The video features shots of them smoking, eating lunch and riding in a car, along with clips from a concert they played together. “So we got Snoop to come all the way over here to sing and record with us,” Nelson tells a crowd of people from the stage. Snoop Dogg emerges, saying “I love this man right here!”

The third track they worked on together was a 2012 Nelson song called “Roll Me Up and Smoke Me When I Die,” which featured a verse from Snoop Dogg, as well as vocals by country musicians Kris Kristofferson and Jamey Johnson. Like “Superman,” it takes a tongue-in-cheek look at death, and like “My Medicine,” it too is something of an ode to the pair’s substance of choice:

Roll me up and smoke me when I die

And if anyone don’t like it, just look ’em in the eye

I didn’t come here, and I ain’t leaving

So don’t sit around and cry

Just roll me up and smoke me when I die

When it comes to their actual marijuana consumption, Snoop Dogg has conceded that Nelson, nearly twice his senior, can smoke him under the table. “Only person that [ever] smoked me out is Willie —– Nelson!!!” he once tweeted.
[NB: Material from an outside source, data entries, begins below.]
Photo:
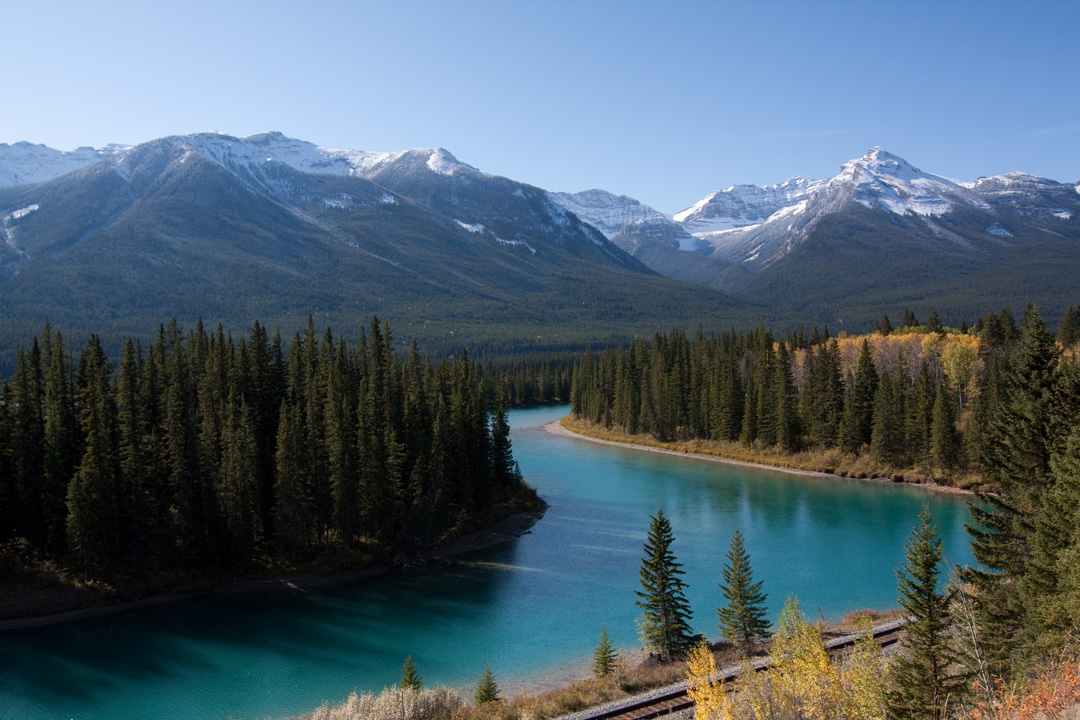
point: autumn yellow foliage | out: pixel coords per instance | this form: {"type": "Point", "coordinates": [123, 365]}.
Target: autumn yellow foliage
{"type": "Point", "coordinates": [711, 698]}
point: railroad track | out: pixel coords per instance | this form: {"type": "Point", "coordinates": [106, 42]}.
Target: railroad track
{"type": "Point", "coordinates": [675, 698]}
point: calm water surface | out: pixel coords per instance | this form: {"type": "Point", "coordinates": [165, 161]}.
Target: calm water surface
{"type": "Point", "coordinates": [525, 607]}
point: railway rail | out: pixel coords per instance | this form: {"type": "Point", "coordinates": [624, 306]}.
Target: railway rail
{"type": "Point", "coordinates": [675, 698]}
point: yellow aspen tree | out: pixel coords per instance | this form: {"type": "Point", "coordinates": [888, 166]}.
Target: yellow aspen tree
{"type": "Point", "coordinates": [806, 681]}
{"type": "Point", "coordinates": [711, 700]}
{"type": "Point", "coordinates": [755, 690]}
{"type": "Point", "coordinates": [862, 677]}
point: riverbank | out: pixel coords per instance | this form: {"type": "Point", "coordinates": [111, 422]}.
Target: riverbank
{"type": "Point", "coordinates": [568, 426]}
{"type": "Point", "coordinates": [92, 602]}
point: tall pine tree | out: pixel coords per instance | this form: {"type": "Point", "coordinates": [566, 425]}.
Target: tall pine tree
{"type": "Point", "coordinates": [664, 625]}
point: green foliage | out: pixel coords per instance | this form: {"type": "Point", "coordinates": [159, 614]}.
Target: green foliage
{"type": "Point", "coordinates": [487, 690]}
{"type": "Point", "coordinates": [664, 625]}
{"type": "Point", "coordinates": [743, 619]}
{"type": "Point", "coordinates": [605, 657]}
{"type": "Point", "coordinates": [410, 678]}
{"type": "Point", "coordinates": [923, 674]}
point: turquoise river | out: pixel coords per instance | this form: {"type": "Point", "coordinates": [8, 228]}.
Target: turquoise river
{"type": "Point", "coordinates": [530, 608]}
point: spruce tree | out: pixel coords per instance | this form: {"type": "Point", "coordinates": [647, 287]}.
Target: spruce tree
{"type": "Point", "coordinates": [487, 689]}
{"type": "Point", "coordinates": [605, 657]}
{"type": "Point", "coordinates": [1023, 436]}
{"type": "Point", "coordinates": [664, 625]}
{"type": "Point", "coordinates": [93, 519]}
{"type": "Point", "coordinates": [743, 619]}
{"type": "Point", "coordinates": [923, 674]}
{"type": "Point", "coordinates": [410, 679]}
{"type": "Point", "coordinates": [943, 445]}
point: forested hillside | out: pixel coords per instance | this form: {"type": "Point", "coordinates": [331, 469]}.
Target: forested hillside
{"type": "Point", "coordinates": [917, 402]}
{"type": "Point", "coordinates": [203, 450]}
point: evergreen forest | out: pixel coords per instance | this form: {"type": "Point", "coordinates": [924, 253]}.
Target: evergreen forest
{"type": "Point", "coordinates": [913, 403]}
{"type": "Point", "coordinates": [207, 451]}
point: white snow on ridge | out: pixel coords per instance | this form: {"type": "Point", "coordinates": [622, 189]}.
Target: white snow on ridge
{"type": "Point", "coordinates": [606, 212]}
{"type": "Point", "coordinates": [25, 162]}
{"type": "Point", "coordinates": [476, 227]}
{"type": "Point", "coordinates": [883, 179]}
{"type": "Point", "coordinates": [25, 211]}
{"type": "Point", "coordinates": [443, 162]}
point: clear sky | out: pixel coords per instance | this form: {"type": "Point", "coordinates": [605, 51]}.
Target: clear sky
{"type": "Point", "coordinates": [661, 100]}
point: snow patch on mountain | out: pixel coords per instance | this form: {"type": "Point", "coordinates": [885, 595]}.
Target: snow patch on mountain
{"type": "Point", "coordinates": [476, 227]}
{"type": "Point", "coordinates": [23, 212]}
{"type": "Point", "coordinates": [606, 212]}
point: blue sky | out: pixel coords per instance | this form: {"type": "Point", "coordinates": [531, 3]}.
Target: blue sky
{"type": "Point", "coordinates": [664, 102]}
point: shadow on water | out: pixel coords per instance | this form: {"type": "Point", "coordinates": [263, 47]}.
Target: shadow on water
{"type": "Point", "coordinates": [279, 653]}
{"type": "Point", "coordinates": [80, 663]}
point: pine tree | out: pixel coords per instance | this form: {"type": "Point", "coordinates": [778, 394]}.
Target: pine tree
{"type": "Point", "coordinates": [487, 690]}
{"type": "Point", "coordinates": [743, 619]}
{"type": "Point", "coordinates": [943, 445]}
{"type": "Point", "coordinates": [605, 657]}
{"type": "Point", "coordinates": [410, 679]}
{"type": "Point", "coordinates": [858, 424]}
{"type": "Point", "coordinates": [93, 520]}
{"type": "Point", "coordinates": [805, 680]}
{"type": "Point", "coordinates": [664, 623]}
{"type": "Point", "coordinates": [1017, 462]}
{"type": "Point", "coordinates": [923, 674]}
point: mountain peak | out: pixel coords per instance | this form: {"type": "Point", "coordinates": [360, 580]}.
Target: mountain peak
{"type": "Point", "coordinates": [880, 162]}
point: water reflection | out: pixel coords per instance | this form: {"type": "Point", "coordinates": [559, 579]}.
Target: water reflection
{"type": "Point", "coordinates": [523, 607]}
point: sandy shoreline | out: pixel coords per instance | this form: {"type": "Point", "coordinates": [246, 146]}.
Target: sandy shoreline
{"type": "Point", "coordinates": [509, 528]}
{"type": "Point", "coordinates": [556, 428]}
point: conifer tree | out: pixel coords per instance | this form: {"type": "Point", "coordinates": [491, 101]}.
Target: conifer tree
{"type": "Point", "coordinates": [605, 657]}
{"type": "Point", "coordinates": [886, 430]}
{"type": "Point", "coordinates": [1017, 462]}
{"type": "Point", "coordinates": [93, 520]}
{"type": "Point", "coordinates": [743, 619]}
{"type": "Point", "coordinates": [410, 679]}
{"type": "Point", "coordinates": [711, 700]}
{"type": "Point", "coordinates": [487, 689]}
{"type": "Point", "coordinates": [943, 446]}
{"type": "Point", "coordinates": [664, 625]}
{"type": "Point", "coordinates": [923, 673]}
{"type": "Point", "coordinates": [858, 424]}
{"type": "Point", "coordinates": [61, 447]}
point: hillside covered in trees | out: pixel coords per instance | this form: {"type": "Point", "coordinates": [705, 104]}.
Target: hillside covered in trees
{"type": "Point", "coordinates": [917, 402]}
{"type": "Point", "coordinates": [207, 451]}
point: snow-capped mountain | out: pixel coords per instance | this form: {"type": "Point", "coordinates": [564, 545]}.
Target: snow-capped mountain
{"type": "Point", "coordinates": [606, 212]}
{"type": "Point", "coordinates": [269, 227]}
{"type": "Point", "coordinates": [756, 227]}
{"type": "Point", "coordinates": [25, 162]}
{"type": "Point", "coordinates": [742, 205]}
{"type": "Point", "coordinates": [879, 233]}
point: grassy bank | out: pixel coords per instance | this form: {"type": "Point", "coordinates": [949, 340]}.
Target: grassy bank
{"type": "Point", "coordinates": [831, 461]}
{"type": "Point", "coordinates": [635, 675]}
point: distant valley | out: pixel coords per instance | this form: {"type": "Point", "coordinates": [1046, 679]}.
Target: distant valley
{"type": "Point", "coordinates": [272, 228]}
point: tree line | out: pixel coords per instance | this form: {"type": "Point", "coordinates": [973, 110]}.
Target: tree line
{"type": "Point", "coordinates": [1012, 617]}
{"type": "Point", "coordinates": [918, 399]}
{"type": "Point", "coordinates": [207, 449]}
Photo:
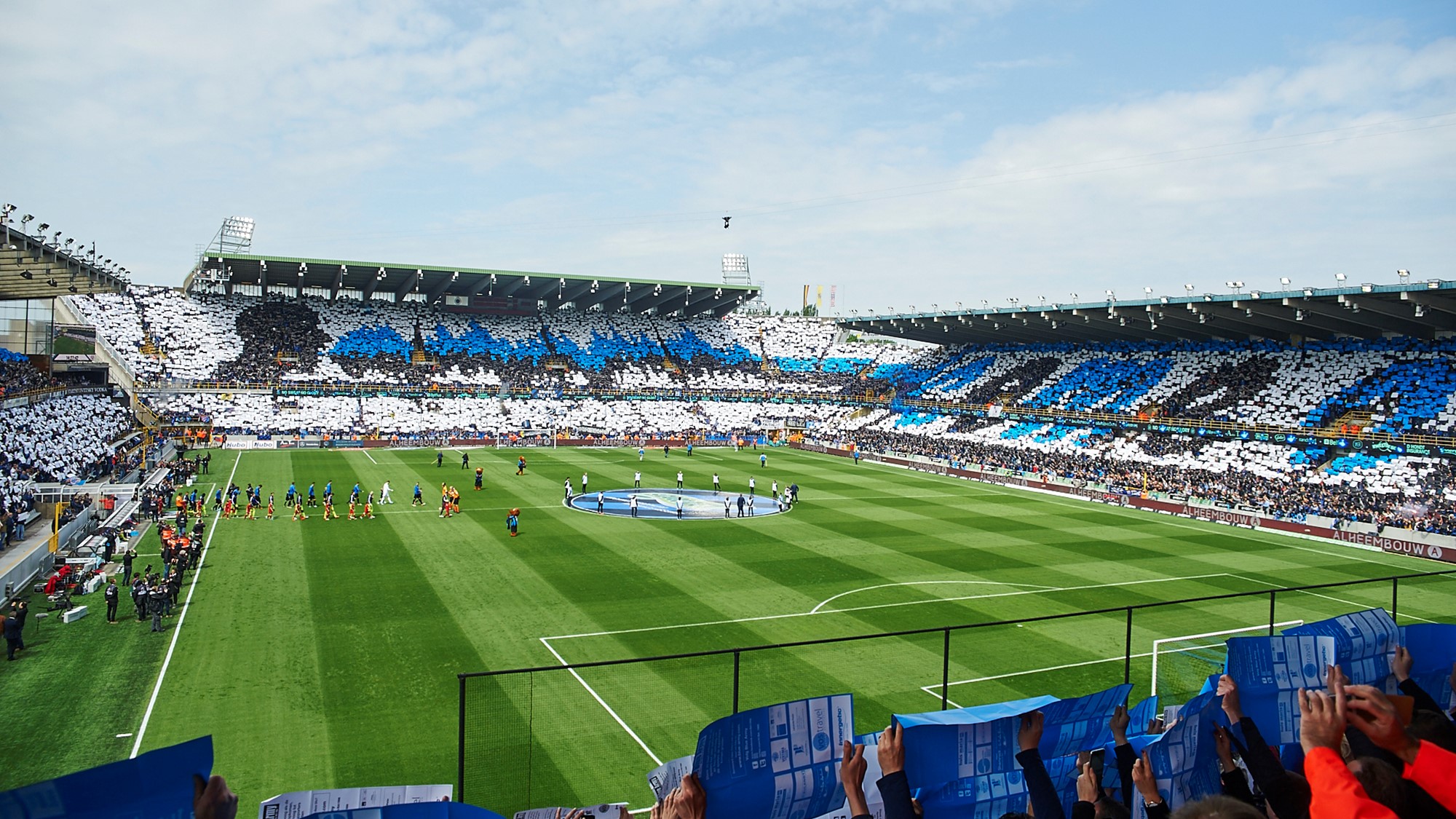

By Nelson’s account, he and Snoop Dogg had a “smoke-off” in Amsterdam “and he crawled away,” he told GQ last year.

In the end, however, it’s Nelson’s life of musical accomplishment that Snoop Dogg seems to admire most.

“Willie Nelson is a legend,” Snoop Dogg told TMZ after Nelson was arrested. “Y’all sometimes need to back up off certain people and have a certain amount of respect for your elders. Willie Nelson is our elder. He is somebody who lived through many decades of music and hard times and whatnot, and living good and going up and down. So give him that respect.”